Hi,
You are right - after the weekly reboot last night the numbers do add up.
The real servers have been removed and added in the mean time, but the
virtual services have stayed in place and the numbers are still correct. So
that must be it.
Mystery solved, thank you :-)
Rutger
-----Original Message-----
From: Wensong Zhang [mailto:wensong@xxxxxxxxxxxx]
Sent: Sunday, 12 October 2003 17:05
To: LinuxVirtualServer.org users mailing list.
Subject: Re: ipvsadm -l --stats
[...snip...]
It's quite possible that the conns/bytes/packets statistics of virtual
service is not the sum of the conns/bytes/packets counters of its real
servers, because some real servers may be removed permanetly. The
connection rate of virtual service is the sum of connection rate of its
real servers, because it is an instant metric at a time.

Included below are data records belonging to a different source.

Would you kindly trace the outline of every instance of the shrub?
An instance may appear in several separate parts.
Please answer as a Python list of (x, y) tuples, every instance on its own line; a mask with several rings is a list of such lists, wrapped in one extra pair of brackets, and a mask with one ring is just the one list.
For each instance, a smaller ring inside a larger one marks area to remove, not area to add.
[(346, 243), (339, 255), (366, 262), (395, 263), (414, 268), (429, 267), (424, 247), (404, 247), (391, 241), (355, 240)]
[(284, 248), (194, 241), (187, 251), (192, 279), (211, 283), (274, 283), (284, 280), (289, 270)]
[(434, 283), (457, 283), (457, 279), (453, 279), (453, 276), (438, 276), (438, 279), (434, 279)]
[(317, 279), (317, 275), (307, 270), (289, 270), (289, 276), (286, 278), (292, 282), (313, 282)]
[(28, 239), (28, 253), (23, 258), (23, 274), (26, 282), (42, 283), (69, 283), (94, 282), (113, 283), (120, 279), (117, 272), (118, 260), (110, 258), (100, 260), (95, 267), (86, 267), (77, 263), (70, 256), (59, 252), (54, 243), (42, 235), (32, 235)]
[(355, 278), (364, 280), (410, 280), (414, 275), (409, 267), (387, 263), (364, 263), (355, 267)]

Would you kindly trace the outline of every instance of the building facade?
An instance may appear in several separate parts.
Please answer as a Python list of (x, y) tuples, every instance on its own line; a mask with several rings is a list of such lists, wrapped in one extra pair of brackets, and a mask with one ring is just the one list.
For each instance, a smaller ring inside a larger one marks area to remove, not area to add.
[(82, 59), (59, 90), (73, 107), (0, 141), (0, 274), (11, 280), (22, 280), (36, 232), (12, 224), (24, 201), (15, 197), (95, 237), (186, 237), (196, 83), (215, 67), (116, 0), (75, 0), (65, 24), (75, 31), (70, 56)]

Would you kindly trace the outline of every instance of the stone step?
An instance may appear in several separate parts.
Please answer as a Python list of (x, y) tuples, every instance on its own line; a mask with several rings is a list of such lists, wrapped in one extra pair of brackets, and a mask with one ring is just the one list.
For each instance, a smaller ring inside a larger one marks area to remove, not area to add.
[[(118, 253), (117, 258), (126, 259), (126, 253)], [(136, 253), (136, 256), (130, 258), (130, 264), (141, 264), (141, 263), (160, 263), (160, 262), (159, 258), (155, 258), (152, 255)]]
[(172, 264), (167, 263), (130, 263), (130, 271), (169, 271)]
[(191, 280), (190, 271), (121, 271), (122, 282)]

In the output of your "ipvsadm --l --stats", the counters of virtual
service is less than the sum of the counters of its real servers. I guess
that your virtual service must have been removed after it run for a while,
and then must be created later. In current implementation, if real servers
are to be deleted, they will not be removed permanently, but be put in the
trash, because established connections still refer to them; a server can
be looked up in the trash when it is added back to a service. When a
virtual service is created, it always has counters set to zero, but the
real servers can be picked up from the trash, they have the past counters.
We probably need zero the counters of real servers if the service is a new
one. Anyway, you can do "cat /proc/net/ip_vs_stats". The counters of all
IPVS services is larger than or equal to the sum of real servers.